In response to the trope of incomprehensibility that accompanies so much thought about survivor testimony, the work of the Judaic and literary studies scholar Gary Weissman offers a useful intervention. Countering Wiesel’s contention that only those who experienced the Holocaust directly can understand it, Weissman suggests that “perhaps just the opposite is the case; perhaps because it is a historical concept comprising myriad events which no one person experienced directly, the Holocaust can only be understood historically.”91 That is, if it is the case that the Holocaust lies beyond the witness’s ability to relate testimony in a comprehensive and coherent manner, then it is up to the listener to put that testimony into a historical, explanatory context that reaches beyond the experiences of the individual survivor.

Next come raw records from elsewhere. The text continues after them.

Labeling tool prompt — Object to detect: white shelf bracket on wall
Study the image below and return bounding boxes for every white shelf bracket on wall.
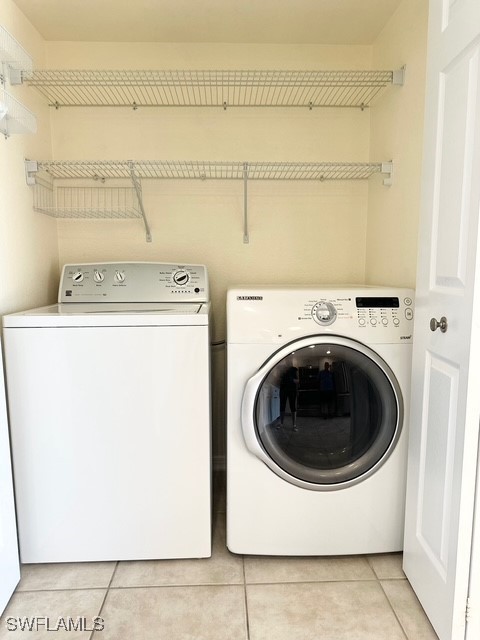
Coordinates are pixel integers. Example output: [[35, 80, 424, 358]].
[[0, 25, 33, 84], [382, 160, 393, 187], [392, 65, 407, 87], [128, 161, 152, 242]]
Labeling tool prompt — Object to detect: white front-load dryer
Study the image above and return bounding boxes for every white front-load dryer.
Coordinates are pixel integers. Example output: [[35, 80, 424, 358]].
[[227, 286, 414, 555]]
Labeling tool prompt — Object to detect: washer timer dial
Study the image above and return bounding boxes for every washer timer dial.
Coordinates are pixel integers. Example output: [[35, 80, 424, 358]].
[[312, 302, 337, 327]]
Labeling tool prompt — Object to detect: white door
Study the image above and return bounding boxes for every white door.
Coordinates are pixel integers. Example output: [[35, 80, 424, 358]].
[[404, 0, 480, 640], [0, 342, 20, 614]]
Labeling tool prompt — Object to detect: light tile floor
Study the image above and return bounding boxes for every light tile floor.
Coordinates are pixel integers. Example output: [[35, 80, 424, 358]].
[[0, 472, 437, 640]]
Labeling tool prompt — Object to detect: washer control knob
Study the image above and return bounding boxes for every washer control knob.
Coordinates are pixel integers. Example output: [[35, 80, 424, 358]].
[[312, 302, 337, 327], [173, 269, 190, 287], [93, 269, 105, 282]]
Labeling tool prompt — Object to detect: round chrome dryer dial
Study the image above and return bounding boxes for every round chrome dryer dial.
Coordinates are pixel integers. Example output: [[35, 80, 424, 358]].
[[312, 301, 337, 327]]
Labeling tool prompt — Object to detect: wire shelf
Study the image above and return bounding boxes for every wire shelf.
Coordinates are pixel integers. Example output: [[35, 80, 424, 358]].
[[25, 160, 393, 242], [0, 89, 37, 137], [22, 70, 403, 108], [33, 160, 388, 181], [0, 25, 33, 72], [33, 179, 142, 219]]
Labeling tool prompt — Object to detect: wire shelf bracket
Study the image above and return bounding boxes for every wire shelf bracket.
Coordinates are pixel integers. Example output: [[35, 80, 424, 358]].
[[0, 88, 37, 139], [25, 160, 152, 242], [25, 160, 393, 244], [129, 162, 152, 242], [0, 25, 33, 84], [21, 68, 405, 110]]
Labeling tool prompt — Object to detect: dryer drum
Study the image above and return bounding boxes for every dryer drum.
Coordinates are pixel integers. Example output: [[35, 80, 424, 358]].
[[242, 335, 403, 490]]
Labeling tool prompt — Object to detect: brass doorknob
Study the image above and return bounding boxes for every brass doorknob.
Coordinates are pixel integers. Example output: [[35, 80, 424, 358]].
[[430, 316, 448, 333]]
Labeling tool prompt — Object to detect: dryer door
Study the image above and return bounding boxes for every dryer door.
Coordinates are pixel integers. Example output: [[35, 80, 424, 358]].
[[242, 335, 403, 490]]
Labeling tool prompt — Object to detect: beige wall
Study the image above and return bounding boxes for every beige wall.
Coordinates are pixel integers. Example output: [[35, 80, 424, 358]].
[[0, 0, 426, 464], [365, 0, 428, 287], [0, 0, 58, 315], [48, 43, 371, 340]]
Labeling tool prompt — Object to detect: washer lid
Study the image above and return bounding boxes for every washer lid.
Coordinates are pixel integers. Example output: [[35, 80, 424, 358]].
[[3, 302, 210, 328]]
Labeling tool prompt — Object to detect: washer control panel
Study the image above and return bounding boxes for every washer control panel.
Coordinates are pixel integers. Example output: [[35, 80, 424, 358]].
[[58, 262, 209, 303]]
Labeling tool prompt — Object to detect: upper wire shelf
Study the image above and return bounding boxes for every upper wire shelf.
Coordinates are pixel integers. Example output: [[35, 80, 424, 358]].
[[22, 69, 404, 109], [31, 160, 392, 181]]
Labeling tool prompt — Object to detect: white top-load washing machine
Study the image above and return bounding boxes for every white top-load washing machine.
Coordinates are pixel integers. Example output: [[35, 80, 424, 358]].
[[227, 286, 414, 555], [4, 262, 211, 563]]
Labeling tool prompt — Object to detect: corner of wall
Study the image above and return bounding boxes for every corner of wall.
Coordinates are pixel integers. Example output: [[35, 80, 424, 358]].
[[365, 0, 428, 287]]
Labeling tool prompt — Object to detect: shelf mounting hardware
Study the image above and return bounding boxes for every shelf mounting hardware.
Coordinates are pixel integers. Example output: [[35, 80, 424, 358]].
[[243, 162, 250, 244], [381, 160, 393, 187], [128, 161, 152, 242]]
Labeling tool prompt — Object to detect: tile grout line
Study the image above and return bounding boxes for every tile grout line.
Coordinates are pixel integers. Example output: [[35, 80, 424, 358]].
[[242, 556, 250, 640], [378, 578, 409, 640], [88, 560, 119, 640]]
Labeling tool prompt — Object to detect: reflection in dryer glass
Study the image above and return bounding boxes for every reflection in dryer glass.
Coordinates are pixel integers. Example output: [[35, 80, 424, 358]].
[[255, 344, 398, 483]]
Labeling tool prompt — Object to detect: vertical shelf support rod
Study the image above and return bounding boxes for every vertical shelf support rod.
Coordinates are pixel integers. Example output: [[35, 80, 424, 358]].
[[128, 161, 152, 242], [243, 162, 250, 244]]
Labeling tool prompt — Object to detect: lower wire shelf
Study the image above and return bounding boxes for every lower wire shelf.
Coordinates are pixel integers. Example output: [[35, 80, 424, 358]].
[[25, 160, 393, 243]]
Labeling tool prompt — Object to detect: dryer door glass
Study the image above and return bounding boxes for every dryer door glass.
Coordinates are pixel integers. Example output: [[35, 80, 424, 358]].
[[254, 340, 401, 488]]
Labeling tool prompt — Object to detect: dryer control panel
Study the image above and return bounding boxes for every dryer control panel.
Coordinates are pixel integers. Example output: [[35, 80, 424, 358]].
[[227, 285, 415, 344], [312, 295, 413, 328], [58, 262, 210, 303]]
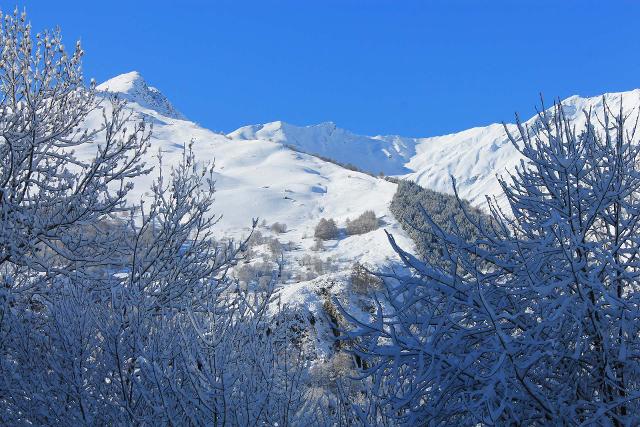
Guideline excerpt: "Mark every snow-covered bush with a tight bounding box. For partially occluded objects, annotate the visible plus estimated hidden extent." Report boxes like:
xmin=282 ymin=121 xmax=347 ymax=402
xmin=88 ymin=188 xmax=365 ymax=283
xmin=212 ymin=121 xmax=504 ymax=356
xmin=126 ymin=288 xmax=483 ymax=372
xmin=349 ymin=262 xmax=382 ymax=295
xmin=270 ymin=222 xmax=287 ymax=234
xmin=346 ymin=211 xmax=379 ymax=236
xmin=0 ymin=12 xmax=314 ymax=425
xmin=313 ymin=218 xmax=339 ymax=240
xmin=347 ymin=100 xmax=640 ymax=425
xmin=389 ymin=180 xmax=489 ymax=263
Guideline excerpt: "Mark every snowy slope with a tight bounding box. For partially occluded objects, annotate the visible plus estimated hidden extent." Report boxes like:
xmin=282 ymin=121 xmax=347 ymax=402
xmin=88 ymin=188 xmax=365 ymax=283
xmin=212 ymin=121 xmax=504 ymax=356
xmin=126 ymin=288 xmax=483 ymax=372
xmin=78 ymin=72 xmax=640 ymax=358
xmin=78 ymin=72 xmax=412 ymax=332
xmin=229 ymin=89 xmax=640 ymax=206
xmin=228 ymin=121 xmax=414 ymax=175
xmin=96 ymin=71 xmax=185 ymax=119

Weissman distinguishes between the Holocaust as the individual experiences of all those caught up in it and the Holocaust as an event with discernible components that can be learned as a set of facts: “The Holocaust and a survivor’s Holocaust experience constitute related but distinct objects of knowledge. It is one thing to understand the antecedent conditions of the Holocaust … and quite another to understand ‘what it was like’ to live and die at Auschwitz-Birkenau or in the Warsaw ghetto.”92 The trope of incomprehensibility encountered in so much survivor testimony and its reception makes the mistake of conflating these two objects of knowledge. To know the experience of another person as though one experienced it oneself may be impossible no matter how harmless the event. But as Weissman points out, it is perhaps that cognitive distance that creates an opportunity for a different kind of knowledge, one that he calls “historical.”